Teknik Memilih Arbitrer Terbaik
A
A
A
FRANS H WINARTA
Ketua ICC Indonesia Bidang Arbitrase dan Arbitrer ICC,
BANI, SIAC, HKIC, KLRCA, dan SCIA.
Saat ini pelaku usaha lebih memilih untuk menyelesaikan sengketa bisnis melalui arbitrase daripada litigasi di pengadilan karena arbitrase merupakan mekanisme penyelesaian sengketa yang bersifat win-win solution, confidential, dan putusan yang final and binding.
Karena itu, dengan ada sifat win-win solution dan confidential yang melekat pada arbitrase, pelaku usaha yang bersengketa dapat tetap menjaga hubungan baik dan tidak ada pihak yang dipermalukan dalam sengketa arbitrase tersebut. Selain itu, dengan ada sifat final dan binding pada putusan arbitrase, pelaku usaha juga tidak perlu lagi menunggu proses panjang untuk mendapatkan putusan yang berkekuatan hukum tetap karena putusan arbitrase tersebut tidak dapat diajukan banding karena putusan arbitrase adalah final, mengikat para pihak dan mempunyai kekuatan hukum tetap (Pasal 60 UU Arbitrase).

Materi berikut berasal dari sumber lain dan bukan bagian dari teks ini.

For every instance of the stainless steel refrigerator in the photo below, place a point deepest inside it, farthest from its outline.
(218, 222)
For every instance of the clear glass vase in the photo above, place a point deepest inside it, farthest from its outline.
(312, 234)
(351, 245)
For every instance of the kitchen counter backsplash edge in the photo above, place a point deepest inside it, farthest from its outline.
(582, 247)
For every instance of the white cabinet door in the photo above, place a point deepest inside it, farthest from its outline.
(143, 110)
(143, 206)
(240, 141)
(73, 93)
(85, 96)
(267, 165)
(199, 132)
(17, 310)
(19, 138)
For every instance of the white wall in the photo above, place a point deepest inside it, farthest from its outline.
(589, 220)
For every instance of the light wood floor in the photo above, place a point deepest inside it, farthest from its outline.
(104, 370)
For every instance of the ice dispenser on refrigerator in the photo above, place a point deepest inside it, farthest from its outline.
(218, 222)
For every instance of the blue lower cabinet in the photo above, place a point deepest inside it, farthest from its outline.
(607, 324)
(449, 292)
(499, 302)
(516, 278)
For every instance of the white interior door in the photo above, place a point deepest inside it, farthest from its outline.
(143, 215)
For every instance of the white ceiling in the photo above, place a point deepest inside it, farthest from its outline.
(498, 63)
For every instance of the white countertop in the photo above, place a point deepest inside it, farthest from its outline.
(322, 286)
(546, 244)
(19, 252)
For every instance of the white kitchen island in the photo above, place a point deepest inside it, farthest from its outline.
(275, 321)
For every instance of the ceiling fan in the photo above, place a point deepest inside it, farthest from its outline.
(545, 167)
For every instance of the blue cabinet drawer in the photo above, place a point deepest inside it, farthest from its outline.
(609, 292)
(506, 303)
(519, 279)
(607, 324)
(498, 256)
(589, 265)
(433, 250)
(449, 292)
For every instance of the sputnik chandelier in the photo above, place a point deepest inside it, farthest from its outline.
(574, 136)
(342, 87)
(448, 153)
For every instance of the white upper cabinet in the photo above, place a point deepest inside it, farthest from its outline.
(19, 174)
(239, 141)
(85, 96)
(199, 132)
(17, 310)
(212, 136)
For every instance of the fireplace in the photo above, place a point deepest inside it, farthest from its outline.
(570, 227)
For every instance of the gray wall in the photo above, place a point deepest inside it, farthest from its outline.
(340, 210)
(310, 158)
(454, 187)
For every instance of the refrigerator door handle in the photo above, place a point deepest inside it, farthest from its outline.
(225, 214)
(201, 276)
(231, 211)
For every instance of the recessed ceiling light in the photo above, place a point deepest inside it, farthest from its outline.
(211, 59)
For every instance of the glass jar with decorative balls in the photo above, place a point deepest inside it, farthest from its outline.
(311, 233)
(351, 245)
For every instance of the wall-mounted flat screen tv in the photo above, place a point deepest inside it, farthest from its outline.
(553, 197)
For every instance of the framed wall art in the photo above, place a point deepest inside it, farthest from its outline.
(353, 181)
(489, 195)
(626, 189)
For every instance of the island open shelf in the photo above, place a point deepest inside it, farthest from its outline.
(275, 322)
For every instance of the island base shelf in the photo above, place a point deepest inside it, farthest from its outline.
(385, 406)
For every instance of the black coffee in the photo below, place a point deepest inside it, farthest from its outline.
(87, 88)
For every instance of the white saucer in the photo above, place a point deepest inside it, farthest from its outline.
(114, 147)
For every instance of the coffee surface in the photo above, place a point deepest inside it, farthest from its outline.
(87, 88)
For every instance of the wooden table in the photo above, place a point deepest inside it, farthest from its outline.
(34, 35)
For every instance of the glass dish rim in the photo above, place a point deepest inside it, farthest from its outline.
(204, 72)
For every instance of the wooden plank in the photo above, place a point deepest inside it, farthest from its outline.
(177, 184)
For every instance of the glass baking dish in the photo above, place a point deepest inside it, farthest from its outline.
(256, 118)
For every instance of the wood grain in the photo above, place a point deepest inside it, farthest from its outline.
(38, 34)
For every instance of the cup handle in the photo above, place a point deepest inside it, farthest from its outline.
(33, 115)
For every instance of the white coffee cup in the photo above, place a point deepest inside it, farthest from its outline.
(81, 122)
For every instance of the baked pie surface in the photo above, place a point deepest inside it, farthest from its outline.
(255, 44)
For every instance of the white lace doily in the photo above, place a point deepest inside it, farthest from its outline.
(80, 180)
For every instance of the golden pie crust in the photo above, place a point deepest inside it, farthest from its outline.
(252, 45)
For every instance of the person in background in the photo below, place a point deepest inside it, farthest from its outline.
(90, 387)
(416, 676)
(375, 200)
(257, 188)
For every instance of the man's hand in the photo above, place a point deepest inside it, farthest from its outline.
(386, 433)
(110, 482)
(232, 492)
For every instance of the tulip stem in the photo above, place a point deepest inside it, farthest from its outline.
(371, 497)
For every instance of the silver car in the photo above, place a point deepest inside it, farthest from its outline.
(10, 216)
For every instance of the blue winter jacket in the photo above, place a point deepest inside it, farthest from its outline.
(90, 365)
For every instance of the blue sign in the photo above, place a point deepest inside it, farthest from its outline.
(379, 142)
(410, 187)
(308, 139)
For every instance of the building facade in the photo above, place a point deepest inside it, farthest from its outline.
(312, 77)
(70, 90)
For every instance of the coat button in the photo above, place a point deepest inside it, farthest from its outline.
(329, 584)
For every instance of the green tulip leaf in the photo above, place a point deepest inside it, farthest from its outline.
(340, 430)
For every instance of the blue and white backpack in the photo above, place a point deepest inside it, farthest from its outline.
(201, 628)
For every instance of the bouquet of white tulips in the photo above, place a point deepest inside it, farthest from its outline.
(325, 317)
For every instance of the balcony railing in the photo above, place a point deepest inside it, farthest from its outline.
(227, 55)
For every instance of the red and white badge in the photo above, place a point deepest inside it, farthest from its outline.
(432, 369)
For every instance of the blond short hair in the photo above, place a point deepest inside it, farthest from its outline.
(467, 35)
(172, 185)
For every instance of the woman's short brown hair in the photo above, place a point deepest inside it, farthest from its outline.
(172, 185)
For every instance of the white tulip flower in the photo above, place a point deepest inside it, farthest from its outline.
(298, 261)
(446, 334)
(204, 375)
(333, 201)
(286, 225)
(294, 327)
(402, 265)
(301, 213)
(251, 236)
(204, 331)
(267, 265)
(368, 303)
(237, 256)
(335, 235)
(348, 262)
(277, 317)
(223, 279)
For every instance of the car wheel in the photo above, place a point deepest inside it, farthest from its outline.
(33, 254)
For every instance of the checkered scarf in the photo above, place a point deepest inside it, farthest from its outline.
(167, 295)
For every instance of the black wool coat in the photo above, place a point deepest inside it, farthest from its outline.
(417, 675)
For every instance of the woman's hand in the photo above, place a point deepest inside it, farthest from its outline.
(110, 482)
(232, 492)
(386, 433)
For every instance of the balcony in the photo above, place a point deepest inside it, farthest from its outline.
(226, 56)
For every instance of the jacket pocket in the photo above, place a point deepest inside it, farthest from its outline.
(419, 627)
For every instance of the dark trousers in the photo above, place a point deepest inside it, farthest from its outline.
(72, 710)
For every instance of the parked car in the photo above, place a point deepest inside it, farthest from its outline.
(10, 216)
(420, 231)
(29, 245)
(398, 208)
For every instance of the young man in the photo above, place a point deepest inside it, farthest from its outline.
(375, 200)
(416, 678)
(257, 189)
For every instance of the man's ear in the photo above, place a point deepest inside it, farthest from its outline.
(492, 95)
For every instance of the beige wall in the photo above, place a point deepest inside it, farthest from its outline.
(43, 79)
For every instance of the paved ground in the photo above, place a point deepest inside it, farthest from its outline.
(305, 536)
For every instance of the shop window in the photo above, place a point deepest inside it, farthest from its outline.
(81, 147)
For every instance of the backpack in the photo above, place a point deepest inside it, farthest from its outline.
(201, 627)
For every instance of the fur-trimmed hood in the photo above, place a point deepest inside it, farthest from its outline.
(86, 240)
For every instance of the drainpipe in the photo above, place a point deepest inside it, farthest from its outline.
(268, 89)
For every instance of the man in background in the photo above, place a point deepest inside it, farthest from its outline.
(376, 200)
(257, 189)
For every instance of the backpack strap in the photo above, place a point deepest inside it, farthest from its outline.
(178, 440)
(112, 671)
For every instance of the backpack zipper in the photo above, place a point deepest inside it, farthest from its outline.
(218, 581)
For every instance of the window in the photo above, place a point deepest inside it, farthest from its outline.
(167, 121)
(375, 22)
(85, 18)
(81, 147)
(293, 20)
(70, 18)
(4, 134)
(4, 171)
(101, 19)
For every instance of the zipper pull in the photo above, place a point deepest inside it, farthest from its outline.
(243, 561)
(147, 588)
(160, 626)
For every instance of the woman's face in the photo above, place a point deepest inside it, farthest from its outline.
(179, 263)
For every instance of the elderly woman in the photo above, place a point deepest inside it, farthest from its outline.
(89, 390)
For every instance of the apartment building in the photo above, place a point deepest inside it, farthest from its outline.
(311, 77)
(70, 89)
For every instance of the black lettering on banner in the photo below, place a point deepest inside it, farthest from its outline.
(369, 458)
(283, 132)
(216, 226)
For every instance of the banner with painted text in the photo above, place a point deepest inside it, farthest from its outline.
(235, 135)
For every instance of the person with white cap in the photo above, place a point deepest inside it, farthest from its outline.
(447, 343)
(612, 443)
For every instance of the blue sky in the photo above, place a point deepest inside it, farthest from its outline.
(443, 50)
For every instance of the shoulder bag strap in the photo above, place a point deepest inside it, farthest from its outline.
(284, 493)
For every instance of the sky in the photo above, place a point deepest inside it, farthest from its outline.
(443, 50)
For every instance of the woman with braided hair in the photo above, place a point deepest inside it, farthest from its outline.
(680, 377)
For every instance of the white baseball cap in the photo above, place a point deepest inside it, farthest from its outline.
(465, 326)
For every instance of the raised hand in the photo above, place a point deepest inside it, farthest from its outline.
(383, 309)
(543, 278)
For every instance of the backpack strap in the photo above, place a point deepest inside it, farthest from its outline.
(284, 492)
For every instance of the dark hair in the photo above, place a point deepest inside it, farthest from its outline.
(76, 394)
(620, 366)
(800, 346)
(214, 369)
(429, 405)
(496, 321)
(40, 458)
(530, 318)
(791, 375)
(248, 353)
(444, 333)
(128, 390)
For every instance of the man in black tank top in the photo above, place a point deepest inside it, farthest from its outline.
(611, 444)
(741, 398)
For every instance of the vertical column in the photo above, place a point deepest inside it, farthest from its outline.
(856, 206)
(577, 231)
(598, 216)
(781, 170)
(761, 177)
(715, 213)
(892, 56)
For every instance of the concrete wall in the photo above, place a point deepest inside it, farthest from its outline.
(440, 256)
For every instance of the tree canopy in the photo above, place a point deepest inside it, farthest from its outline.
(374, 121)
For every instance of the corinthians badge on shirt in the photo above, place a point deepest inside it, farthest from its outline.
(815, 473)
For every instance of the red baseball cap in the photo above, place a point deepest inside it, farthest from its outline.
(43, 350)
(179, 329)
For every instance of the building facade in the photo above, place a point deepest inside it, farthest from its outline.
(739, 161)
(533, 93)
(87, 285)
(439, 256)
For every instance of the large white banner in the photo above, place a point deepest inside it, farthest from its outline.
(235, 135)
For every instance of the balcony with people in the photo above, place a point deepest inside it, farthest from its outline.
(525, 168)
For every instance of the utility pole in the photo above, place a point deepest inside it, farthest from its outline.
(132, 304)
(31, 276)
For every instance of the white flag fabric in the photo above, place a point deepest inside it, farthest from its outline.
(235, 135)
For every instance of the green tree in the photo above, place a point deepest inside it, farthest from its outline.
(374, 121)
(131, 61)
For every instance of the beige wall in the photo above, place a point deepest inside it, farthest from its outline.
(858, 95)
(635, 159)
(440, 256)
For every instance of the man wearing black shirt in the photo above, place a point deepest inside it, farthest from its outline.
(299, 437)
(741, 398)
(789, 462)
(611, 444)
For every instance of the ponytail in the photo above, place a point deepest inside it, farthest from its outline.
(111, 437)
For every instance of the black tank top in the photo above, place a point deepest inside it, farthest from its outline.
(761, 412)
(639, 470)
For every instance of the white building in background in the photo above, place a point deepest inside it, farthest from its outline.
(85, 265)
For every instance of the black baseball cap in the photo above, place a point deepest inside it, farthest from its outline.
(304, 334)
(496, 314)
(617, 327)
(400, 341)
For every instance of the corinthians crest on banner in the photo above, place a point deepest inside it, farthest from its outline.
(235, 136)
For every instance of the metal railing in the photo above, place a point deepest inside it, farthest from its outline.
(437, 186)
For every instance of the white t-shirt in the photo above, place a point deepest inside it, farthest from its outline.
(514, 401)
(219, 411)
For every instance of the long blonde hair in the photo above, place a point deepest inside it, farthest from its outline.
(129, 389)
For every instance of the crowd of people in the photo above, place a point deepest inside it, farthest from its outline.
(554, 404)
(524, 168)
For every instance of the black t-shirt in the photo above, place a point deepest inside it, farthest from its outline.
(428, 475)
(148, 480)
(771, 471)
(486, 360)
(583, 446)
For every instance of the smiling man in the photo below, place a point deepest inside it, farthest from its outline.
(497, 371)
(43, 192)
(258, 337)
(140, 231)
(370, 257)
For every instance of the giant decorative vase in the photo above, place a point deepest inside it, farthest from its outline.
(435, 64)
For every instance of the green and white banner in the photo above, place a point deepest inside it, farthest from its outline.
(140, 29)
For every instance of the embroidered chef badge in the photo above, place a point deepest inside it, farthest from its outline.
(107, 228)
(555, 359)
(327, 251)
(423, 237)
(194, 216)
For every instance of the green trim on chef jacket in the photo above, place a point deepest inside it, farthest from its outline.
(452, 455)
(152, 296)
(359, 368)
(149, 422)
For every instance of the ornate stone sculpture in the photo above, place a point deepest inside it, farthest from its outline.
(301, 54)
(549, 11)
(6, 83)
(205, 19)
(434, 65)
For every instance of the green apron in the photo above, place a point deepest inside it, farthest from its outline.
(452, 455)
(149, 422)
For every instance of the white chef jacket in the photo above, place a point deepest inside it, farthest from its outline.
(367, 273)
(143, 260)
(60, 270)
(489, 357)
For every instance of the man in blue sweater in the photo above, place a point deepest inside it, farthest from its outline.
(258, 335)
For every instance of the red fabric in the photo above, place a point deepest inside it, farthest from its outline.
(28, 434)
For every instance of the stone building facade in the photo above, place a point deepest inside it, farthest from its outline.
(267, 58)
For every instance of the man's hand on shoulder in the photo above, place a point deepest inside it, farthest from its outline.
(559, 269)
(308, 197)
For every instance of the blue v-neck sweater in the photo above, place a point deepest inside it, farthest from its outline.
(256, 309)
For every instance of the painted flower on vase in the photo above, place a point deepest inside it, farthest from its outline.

Selain itu, pada arbitrase melekat juga prinsip kebebasan para pihak (party autonomy), di mana berdasarkan kesepakatan para pihak bebas untuk memilih bahasa yang digunakan dalam proses arbitrase, tempat arbitrase, jumlah arbitrer, jumlah pengajuan saksi dan/atau ahli dan jangka waktu proses arbitrase itu sendiri, asalkan kesepakatan tersebut sesuai dengan ketentuan yang berlaku.
Karena itu, kebebasan para pihak ini menyebabkan arbitrase lebih efisien karena menghemat waktu dalam proses penyelesaian sengketa dan jelas menghemat biaya juga. Kendati begitu, masih terdapat pendapat dari beberapa pihak yang menyatakan bahwa proses arbitrase memakan waktu dan terlalu mahal.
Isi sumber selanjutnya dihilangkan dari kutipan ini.